Welcome to this week’s AITN Lite! As usual, I have tried to find a link between the full bulletin last week. The bulletin was about the jets launched from the central black hole in galaxies, and this week’s is about black holes, just not those in the centre of galaxies. To be specific, it is about the first dormant black hole unambiguously discovered in an extragalactic system. The article can be found here:
https://www.theguardian.com/science/2022/jul/18/first-dormant-black-hole-found-outside-the-milky-way
Massive stars preferentially form in binary or multiple systems. Stars with an initial mass between 8 and 16 solar masses have a multiplicity fraction of greater than 60%, which rises to 80% for masses more than 16. These massive stars end their lives in core-collapse supernovae. Stars that are initially more massive than 40 solar masses leave behind a black hole, and some even collapse straight into a black hole. However, when two massive stars are in a binary system, and one has exploded via supernova, you end up with a black hole orbiting a massive star.
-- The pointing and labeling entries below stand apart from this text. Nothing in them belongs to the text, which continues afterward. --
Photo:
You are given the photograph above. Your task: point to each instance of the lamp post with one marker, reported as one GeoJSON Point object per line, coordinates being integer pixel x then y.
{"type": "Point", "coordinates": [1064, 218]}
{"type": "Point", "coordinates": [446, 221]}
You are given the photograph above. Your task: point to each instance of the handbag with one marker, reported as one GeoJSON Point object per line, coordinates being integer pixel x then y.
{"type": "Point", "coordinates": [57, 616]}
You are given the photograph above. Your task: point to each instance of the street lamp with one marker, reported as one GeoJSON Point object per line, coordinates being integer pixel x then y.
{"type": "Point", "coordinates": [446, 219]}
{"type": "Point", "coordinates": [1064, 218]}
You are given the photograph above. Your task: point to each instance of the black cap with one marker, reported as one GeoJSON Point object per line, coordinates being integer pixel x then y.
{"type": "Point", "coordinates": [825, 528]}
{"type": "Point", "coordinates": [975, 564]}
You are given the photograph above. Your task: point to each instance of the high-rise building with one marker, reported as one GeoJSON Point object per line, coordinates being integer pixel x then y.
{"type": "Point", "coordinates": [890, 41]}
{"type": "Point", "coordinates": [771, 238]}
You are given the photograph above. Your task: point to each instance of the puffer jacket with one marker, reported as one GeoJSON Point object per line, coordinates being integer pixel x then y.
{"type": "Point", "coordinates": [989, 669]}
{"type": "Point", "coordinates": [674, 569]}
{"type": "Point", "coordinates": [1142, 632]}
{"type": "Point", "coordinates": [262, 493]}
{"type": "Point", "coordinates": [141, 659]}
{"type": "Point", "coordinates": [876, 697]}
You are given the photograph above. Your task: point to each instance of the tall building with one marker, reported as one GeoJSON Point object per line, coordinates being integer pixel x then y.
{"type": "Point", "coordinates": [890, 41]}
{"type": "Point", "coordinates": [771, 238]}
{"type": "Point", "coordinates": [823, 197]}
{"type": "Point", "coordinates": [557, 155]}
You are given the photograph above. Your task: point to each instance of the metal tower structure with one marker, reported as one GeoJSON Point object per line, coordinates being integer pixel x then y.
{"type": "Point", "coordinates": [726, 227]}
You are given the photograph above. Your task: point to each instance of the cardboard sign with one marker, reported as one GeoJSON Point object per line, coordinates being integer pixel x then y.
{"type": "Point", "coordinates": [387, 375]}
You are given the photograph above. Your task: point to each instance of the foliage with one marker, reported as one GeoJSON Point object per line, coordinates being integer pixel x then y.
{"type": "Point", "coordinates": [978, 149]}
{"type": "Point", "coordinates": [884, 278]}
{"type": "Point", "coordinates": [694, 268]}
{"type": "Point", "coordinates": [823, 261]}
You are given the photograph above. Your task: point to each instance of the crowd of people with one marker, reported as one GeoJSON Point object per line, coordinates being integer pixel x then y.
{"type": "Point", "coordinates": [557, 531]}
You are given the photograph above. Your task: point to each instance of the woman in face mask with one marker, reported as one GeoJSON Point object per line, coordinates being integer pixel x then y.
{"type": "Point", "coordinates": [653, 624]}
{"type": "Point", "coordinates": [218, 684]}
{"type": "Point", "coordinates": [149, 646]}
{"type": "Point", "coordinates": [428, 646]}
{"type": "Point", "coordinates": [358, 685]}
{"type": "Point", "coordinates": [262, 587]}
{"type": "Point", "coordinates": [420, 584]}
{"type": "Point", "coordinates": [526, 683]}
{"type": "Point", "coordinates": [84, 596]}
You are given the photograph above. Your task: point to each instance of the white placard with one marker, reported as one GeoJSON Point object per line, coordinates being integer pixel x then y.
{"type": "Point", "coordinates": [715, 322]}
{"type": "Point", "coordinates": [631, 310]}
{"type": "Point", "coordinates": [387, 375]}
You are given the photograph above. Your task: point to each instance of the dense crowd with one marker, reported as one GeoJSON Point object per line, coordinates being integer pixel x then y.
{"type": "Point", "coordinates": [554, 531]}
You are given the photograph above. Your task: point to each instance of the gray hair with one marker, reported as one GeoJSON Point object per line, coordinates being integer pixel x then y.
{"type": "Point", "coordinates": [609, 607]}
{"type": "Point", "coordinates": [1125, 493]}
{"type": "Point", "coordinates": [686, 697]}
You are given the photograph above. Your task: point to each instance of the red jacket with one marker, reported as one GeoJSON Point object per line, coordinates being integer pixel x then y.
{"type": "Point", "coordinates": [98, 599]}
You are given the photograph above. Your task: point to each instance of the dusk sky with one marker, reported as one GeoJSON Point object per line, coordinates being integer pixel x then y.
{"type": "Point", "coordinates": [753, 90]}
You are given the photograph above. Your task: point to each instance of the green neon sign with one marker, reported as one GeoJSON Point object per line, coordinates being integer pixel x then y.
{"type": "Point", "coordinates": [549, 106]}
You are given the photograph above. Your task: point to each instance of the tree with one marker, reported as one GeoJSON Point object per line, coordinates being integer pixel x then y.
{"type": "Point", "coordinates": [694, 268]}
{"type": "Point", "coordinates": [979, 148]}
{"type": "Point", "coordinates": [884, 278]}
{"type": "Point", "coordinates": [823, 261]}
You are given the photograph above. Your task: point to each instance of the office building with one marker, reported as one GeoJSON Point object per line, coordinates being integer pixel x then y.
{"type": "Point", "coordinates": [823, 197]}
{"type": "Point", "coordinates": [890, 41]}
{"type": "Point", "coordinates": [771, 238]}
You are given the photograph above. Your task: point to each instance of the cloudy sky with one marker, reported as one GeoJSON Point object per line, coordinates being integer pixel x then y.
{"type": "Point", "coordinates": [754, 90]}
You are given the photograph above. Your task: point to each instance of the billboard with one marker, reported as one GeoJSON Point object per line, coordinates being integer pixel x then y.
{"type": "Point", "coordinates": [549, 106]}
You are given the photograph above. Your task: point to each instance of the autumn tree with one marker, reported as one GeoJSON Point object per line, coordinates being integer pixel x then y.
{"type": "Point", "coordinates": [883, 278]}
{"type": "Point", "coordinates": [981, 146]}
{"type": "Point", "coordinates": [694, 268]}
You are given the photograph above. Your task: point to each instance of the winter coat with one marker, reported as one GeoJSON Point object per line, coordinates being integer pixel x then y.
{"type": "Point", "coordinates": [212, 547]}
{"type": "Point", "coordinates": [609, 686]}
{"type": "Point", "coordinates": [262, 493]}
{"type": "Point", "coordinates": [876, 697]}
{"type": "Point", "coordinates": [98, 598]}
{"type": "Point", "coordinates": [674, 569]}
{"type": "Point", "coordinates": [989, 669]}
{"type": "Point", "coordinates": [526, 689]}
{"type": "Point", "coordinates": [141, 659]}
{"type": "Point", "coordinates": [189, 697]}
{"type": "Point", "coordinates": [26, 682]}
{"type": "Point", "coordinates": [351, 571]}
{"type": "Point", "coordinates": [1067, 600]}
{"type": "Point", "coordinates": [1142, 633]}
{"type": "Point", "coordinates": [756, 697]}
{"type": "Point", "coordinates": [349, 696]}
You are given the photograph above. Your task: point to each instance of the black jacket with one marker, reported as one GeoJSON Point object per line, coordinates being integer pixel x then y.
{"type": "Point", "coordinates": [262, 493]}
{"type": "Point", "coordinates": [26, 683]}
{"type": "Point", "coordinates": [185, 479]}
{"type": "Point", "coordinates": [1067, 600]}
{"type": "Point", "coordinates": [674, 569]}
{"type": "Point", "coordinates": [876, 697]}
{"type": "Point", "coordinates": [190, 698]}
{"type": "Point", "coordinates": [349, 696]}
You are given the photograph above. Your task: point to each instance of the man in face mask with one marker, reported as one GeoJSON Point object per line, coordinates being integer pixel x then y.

In this system, VFTS 243, a 9 solar mass black hole is found orbiting a 25 solar mass star. VFTS243’s black hole was difficult to discover though since it is considered dormant. It is dormant as it does not have significant levels of x-ray emission, the usual method for detecting a black hole, which is emitted due to material accreting into it. A long observing program of the kinematics of the star left the authors with no other plausible scenario that there was a companion black hole.